The application is posted here. Fill it out, send it in and you’ll hear back from us!
the OSM Board
p.s. be on the look out for an e-mail about applying to serve as an OSM board member
We want YOU to apply to be on the Old Stone Mill Board !
The Student Board has three openings for students to serve a two-semester term beginning in May of 2010 and ending in May of 2011. I invite you to submit an application for one of those three spots.
Members of the Old Stone Mill Student Advisory Board have three key responsibilities: (1) engaging the student body as a whole to help identify and encourage tenant applications; (2) coordinating the use and management of the OSM and OSM Annex to best serve the creative objectives of the tenants; and (3) fostering a student culture that appreciates the challenges of supporting innovation on campus.
Please e-mail a one-page application to Elizabeth Robinson, Director of the Project on Creativity and Innovation in the Liberal Arts, by May 7, 2010 firstname.lastname@example.org
Please provide some background on yourself, including what you would bring to the OSM Student Advisory Board, why participation on the Board would be a meaningful use of your skills and talents, and what you would hope to learn from the experience. You must be on campus for both semesters.
This week’s Tenant of the Week !
I was lucky enough to learn how to sew in my middle school and have more or less kept it up over the years. Last summer, I started making a quilt for myself and brought my sewing machine to school with the intent of finishing the quilt during the school year. That did not happen, but as people commented on my old Singer machine and expressed interest in learning how to sew, I had a new idea. I contacted the costume department at the CFA about creating an abstract quilt out of recycled fabric. They willingly donated a massive amount of fabric they were going to otherwise throw out as well as a second sewing machine. I set up my space at the Old Stone Mill, put up signs around campus, and sent out a bunch of e-mails. Throughout the semester, about 10 volunteers came down to learn how to sew (if they didn’t know already) and help me make my quilt. We had a lot of fun, and I’m really pleased with the way the quilt came out. It’s truly the product of many fabrics and many hands. It will be put on display in The Grille sometime next week!
We are starting a new tradition at the Old Stone Mill of featuring one tenant’s project each week, with the hope that people from the wider Middlebury community can find out what’s happening!
This week’s (and our first T.O.T.W) is Hannah Day. In her own words:
the extended brain
in a world in which we are ceaselessly subjected to ideas and messages of all kinds, whether they are directed at us or simply a thread in the tangled and ever-changing mass of information in which we are all enmeshed, we – especially those of us with the luxury of choice – end up spending much of our time trying to navigate. in pursuit of the best route, we actively attempt to prescribe meaning to our behaviors, our identities, our lives. we continually shape and reshape them so they will conform to our ideal state of being, the even-keeled vessel that will take us the right way. but while there is the meaning that we make, what is the meaning that makes us?

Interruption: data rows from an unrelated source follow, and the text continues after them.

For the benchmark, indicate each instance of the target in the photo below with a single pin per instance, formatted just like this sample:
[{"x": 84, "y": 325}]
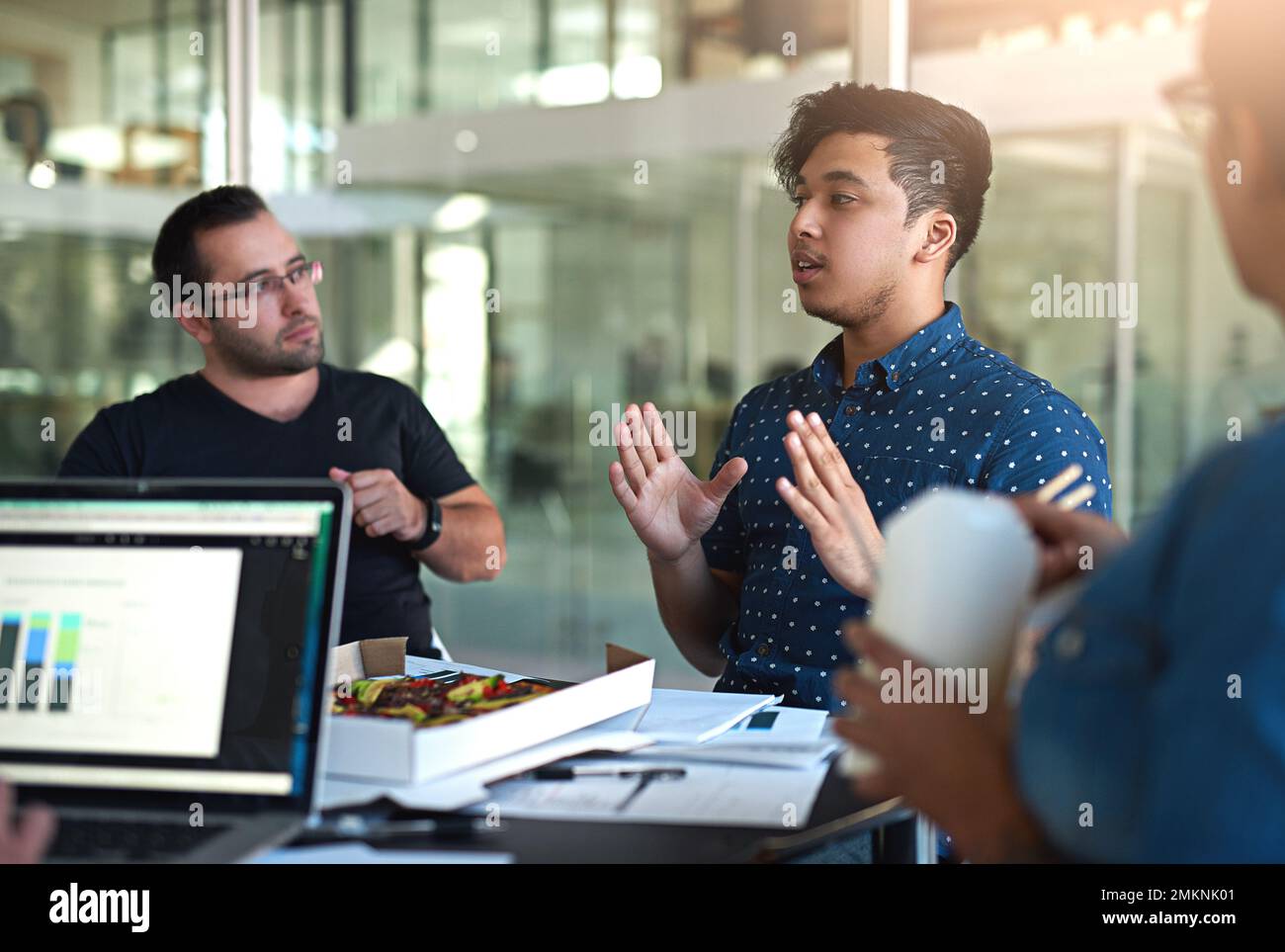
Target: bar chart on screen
[{"x": 97, "y": 648}]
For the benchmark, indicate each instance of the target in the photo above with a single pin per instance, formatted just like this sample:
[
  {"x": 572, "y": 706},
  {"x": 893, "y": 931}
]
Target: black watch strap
[{"x": 432, "y": 530}]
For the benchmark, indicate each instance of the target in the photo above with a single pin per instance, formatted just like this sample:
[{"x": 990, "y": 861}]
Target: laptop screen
[{"x": 163, "y": 644}]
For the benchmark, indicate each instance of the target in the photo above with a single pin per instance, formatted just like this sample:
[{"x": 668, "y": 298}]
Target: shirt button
[{"x": 1070, "y": 644}]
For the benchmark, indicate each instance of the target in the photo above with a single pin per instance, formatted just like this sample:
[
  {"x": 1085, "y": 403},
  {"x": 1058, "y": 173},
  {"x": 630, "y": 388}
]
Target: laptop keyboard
[{"x": 127, "y": 839}]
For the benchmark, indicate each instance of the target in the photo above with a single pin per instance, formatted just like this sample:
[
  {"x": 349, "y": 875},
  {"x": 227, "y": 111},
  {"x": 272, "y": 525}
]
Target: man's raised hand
[{"x": 668, "y": 507}]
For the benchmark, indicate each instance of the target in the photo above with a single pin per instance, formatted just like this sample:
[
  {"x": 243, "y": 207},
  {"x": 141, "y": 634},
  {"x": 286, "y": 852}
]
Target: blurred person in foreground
[{"x": 1153, "y": 728}]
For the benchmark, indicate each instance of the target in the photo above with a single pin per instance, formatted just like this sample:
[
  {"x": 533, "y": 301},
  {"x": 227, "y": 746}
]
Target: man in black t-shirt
[{"x": 266, "y": 406}]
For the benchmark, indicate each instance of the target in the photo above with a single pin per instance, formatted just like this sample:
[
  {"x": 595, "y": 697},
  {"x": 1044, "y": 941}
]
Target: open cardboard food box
[{"x": 396, "y": 750}]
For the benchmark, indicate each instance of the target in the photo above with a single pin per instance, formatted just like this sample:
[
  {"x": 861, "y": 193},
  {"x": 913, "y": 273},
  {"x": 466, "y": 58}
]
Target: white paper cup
[{"x": 958, "y": 574}]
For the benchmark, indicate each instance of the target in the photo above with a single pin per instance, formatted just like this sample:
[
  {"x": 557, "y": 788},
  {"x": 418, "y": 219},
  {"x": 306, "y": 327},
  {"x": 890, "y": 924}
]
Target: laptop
[{"x": 163, "y": 650}]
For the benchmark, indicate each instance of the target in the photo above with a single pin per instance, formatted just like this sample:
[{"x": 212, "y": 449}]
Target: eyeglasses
[
  {"x": 271, "y": 286},
  {"x": 1191, "y": 102}
]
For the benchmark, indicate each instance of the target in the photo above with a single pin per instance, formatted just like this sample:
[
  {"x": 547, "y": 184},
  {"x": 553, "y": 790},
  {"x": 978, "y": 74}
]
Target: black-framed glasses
[
  {"x": 273, "y": 286},
  {"x": 1191, "y": 102}
]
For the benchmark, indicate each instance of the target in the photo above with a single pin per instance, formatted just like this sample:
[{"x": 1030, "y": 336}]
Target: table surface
[{"x": 594, "y": 841}]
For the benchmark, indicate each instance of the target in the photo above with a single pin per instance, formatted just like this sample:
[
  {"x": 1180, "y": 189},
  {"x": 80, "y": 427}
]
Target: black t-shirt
[{"x": 356, "y": 420}]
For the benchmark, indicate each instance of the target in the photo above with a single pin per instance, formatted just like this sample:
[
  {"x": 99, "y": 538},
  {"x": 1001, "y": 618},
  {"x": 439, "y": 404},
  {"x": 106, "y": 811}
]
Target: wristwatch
[{"x": 432, "y": 531}]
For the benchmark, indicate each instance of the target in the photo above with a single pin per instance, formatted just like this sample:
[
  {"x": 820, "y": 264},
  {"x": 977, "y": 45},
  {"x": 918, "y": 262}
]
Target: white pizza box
[{"x": 393, "y": 749}]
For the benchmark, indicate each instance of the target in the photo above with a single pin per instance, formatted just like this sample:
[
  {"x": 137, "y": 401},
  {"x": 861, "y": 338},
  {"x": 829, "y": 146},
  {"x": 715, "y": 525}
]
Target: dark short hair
[
  {"x": 920, "y": 130},
  {"x": 1244, "y": 46},
  {"x": 175, "y": 252}
]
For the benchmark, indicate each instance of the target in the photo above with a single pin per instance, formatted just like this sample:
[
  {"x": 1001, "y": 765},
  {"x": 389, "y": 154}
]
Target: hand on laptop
[
  {"x": 668, "y": 507},
  {"x": 30, "y": 835},
  {"x": 831, "y": 506},
  {"x": 1066, "y": 539}
]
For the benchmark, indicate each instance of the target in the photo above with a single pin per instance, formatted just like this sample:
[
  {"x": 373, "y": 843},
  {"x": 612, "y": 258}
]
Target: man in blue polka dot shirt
[{"x": 756, "y": 569}]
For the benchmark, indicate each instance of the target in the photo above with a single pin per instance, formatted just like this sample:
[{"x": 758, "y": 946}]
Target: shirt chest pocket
[{"x": 892, "y": 481}]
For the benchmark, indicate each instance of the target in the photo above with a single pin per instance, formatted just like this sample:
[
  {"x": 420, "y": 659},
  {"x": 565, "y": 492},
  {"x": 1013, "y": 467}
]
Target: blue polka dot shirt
[{"x": 939, "y": 408}]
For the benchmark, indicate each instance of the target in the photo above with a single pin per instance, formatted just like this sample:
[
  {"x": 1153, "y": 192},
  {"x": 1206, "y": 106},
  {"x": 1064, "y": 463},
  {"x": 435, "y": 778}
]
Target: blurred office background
[{"x": 532, "y": 210}]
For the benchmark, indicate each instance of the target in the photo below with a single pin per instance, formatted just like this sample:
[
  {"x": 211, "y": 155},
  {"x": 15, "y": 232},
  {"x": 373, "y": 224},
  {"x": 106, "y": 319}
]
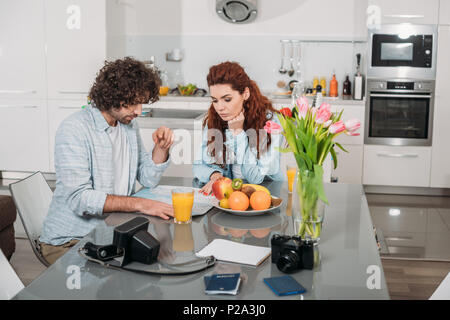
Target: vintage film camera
[
  {"x": 292, "y": 253},
  {"x": 130, "y": 241}
]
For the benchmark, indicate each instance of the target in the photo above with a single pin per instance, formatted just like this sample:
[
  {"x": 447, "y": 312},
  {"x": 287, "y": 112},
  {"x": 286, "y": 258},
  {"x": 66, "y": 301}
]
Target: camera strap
[{"x": 194, "y": 265}]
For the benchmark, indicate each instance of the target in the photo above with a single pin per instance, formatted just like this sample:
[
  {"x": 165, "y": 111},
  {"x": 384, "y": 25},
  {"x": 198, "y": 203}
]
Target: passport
[
  {"x": 224, "y": 283},
  {"x": 284, "y": 285}
]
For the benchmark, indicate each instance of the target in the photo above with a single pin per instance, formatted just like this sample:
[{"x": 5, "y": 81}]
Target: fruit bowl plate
[{"x": 248, "y": 213}]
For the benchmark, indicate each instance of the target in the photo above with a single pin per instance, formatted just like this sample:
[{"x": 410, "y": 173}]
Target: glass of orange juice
[
  {"x": 291, "y": 172},
  {"x": 182, "y": 200}
]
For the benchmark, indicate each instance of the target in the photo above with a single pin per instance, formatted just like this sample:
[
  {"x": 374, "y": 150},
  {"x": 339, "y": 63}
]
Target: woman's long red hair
[{"x": 256, "y": 107}]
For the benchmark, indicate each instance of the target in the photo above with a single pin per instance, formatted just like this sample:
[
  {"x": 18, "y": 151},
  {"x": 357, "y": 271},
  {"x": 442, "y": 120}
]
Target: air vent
[{"x": 237, "y": 11}]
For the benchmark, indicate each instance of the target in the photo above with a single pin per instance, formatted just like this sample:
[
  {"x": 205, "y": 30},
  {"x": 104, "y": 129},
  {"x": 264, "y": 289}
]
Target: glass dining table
[{"x": 347, "y": 266}]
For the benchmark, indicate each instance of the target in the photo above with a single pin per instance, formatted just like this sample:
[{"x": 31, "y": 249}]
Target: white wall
[{"x": 144, "y": 28}]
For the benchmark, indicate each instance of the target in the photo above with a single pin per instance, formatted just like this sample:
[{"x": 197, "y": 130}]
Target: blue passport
[
  {"x": 225, "y": 283},
  {"x": 284, "y": 285}
]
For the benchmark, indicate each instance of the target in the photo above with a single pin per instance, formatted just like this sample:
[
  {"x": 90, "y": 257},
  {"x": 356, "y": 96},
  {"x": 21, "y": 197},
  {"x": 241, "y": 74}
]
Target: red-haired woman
[{"x": 234, "y": 143}]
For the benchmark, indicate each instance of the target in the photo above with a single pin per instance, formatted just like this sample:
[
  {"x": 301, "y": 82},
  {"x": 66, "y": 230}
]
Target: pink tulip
[
  {"x": 324, "y": 113},
  {"x": 352, "y": 125},
  {"x": 327, "y": 124},
  {"x": 337, "y": 127},
  {"x": 272, "y": 127}
]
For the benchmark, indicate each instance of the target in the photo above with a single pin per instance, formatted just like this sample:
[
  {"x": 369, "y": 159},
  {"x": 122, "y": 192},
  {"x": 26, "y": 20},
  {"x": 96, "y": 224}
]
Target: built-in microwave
[{"x": 403, "y": 51}]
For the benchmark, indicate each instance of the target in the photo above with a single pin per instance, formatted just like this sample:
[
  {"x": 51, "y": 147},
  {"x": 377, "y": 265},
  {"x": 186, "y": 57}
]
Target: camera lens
[{"x": 288, "y": 262}]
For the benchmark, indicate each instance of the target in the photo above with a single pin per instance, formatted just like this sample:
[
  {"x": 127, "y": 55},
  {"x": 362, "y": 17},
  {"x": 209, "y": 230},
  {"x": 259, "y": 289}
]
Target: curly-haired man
[{"x": 99, "y": 155}]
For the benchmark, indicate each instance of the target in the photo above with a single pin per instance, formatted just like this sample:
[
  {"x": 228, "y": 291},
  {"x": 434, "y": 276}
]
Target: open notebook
[{"x": 230, "y": 251}]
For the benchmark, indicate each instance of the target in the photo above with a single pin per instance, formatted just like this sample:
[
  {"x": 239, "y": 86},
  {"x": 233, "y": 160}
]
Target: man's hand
[
  {"x": 163, "y": 138},
  {"x": 155, "y": 208}
]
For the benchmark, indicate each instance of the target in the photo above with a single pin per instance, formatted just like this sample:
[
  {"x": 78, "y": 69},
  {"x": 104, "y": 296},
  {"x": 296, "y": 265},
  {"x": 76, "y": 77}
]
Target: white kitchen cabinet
[
  {"x": 58, "y": 110},
  {"x": 444, "y": 12},
  {"x": 76, "y": 46},
  {"x": 440, "y": 157},
  {"x": 407, "y": 11},
  {"x": 350, "y": 112},
  {"x": 350, "y": 165},
  {"x": 22, "y": 49},
  {"x": 24, "y": 132},
  {"x": 397, "y": 166}
]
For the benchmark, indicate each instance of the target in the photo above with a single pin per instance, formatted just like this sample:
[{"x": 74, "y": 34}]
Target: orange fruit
[
  {"x": 260, "y": 200},
  {"x": 238, "y": 201}
]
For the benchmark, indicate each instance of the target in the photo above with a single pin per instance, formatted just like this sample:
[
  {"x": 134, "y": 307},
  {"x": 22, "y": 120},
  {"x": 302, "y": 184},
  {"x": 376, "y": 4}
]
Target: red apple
[{"x": 222, "y": 188}]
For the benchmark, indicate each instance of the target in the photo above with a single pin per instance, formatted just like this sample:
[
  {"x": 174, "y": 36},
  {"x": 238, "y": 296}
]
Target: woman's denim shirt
[{"x": 240, "y": 152}]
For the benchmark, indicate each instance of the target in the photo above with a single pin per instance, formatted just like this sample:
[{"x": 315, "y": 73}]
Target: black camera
[
  {"x": 131, "y": 241},
  {"x": 292, "y": 253}
]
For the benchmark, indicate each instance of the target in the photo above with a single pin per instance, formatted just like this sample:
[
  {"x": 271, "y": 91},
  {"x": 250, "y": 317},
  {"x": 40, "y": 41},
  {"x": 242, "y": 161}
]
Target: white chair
[
  {"x": 10, "y": 283},
  {"x": 32, "y": 197},
  {"x": 443, "y": 291}
]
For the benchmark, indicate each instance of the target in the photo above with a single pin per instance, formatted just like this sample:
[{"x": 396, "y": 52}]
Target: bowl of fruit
[{"x": 236, "y": 197}]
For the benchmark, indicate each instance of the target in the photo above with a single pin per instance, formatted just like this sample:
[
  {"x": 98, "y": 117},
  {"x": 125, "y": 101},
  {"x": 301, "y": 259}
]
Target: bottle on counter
[
  {"x": 297, "y": 91},
  {"x": 323, "y": 84},
  {"x": 333, "y": 87},
  {"x": 347, "y": 89},
  {"x": 164, "y": 88}
]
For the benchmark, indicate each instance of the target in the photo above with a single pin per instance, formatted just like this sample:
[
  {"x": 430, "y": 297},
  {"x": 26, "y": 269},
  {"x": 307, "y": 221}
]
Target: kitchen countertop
[{"x": 348, "y": 268}]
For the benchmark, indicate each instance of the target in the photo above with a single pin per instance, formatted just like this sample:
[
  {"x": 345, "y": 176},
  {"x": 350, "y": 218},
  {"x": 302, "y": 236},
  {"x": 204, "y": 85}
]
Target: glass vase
[{"x": 307, "y": 208}]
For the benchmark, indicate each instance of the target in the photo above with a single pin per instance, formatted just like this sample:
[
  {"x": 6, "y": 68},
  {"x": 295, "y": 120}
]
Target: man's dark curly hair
[{"x": 124, "y": 82}]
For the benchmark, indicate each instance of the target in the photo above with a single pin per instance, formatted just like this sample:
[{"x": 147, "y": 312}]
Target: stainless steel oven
[
  {"x": 403, "y": 51},
  {"x": 399, "y": 112}
]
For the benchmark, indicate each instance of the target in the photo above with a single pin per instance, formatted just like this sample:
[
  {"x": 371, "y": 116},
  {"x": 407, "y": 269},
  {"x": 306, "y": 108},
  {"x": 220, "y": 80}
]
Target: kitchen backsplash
[{"x": 259, "y": 55}]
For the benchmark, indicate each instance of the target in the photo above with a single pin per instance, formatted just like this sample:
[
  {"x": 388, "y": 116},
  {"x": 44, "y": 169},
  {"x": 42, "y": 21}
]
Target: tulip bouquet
[{"x": 310, "y": 133}]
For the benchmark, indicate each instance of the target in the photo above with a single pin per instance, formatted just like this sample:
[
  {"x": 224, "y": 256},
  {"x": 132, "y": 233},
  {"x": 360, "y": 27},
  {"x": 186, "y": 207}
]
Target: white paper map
[{"x": 163, "y": 193}]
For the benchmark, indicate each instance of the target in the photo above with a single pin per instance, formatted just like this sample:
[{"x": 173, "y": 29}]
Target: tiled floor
[{"x": 416, "y": 227}]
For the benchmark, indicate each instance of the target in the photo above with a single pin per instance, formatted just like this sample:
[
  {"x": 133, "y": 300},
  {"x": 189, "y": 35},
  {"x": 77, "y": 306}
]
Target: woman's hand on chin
[{"x": 236, "y": 125}]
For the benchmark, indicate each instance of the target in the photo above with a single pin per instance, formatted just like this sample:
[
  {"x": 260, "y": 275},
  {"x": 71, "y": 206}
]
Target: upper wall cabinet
[
  {"x": 411, "y": 11},
  {"x": 22, "y": 49},
  {"x": 444, "y": 12},
  {"x": 76, "y": 46}
]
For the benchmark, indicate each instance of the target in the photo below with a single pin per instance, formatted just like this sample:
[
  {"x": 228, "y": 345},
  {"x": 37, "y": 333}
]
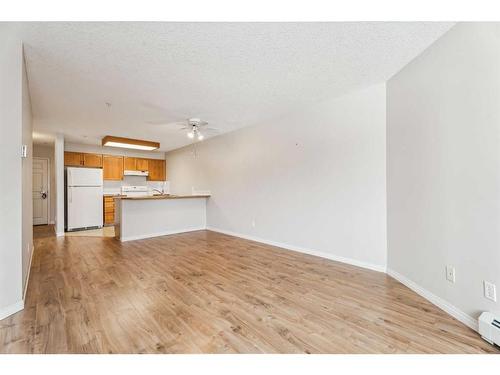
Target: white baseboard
[
  {"x": 158, "y": 234},
  {"x": 455, "y": 312},
  {"x": 12, "y": 309},
  {"x": 26, "y": 281},
  {"x": 353, "y": 262}
]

my project began as an attempt to understand the things that strike us – that cause even the quickest twinge within us – in our everyday lives, and what they reveal about our true natures and the kinds of vessels we really are. i have been working primarily with quotes and pieces of writing that are meaningful to me – meaningful in the sense that they make me feel something, even if i don’t understand why. although the project is personal because i am the one collecting the material, it is about discovering what we all can gain – as individuals and communities – from exploring our own intuition, when we slow down and begin to notice what connects with a deeper part of us, and to try and understand why. when we are trying to decide what is right, we may look to the blueprints of the ideal we carry around for an answer. but who are these designs right for? if we can begin to pay attention to what stirs us, perhaps we will discover that the answers are all around us.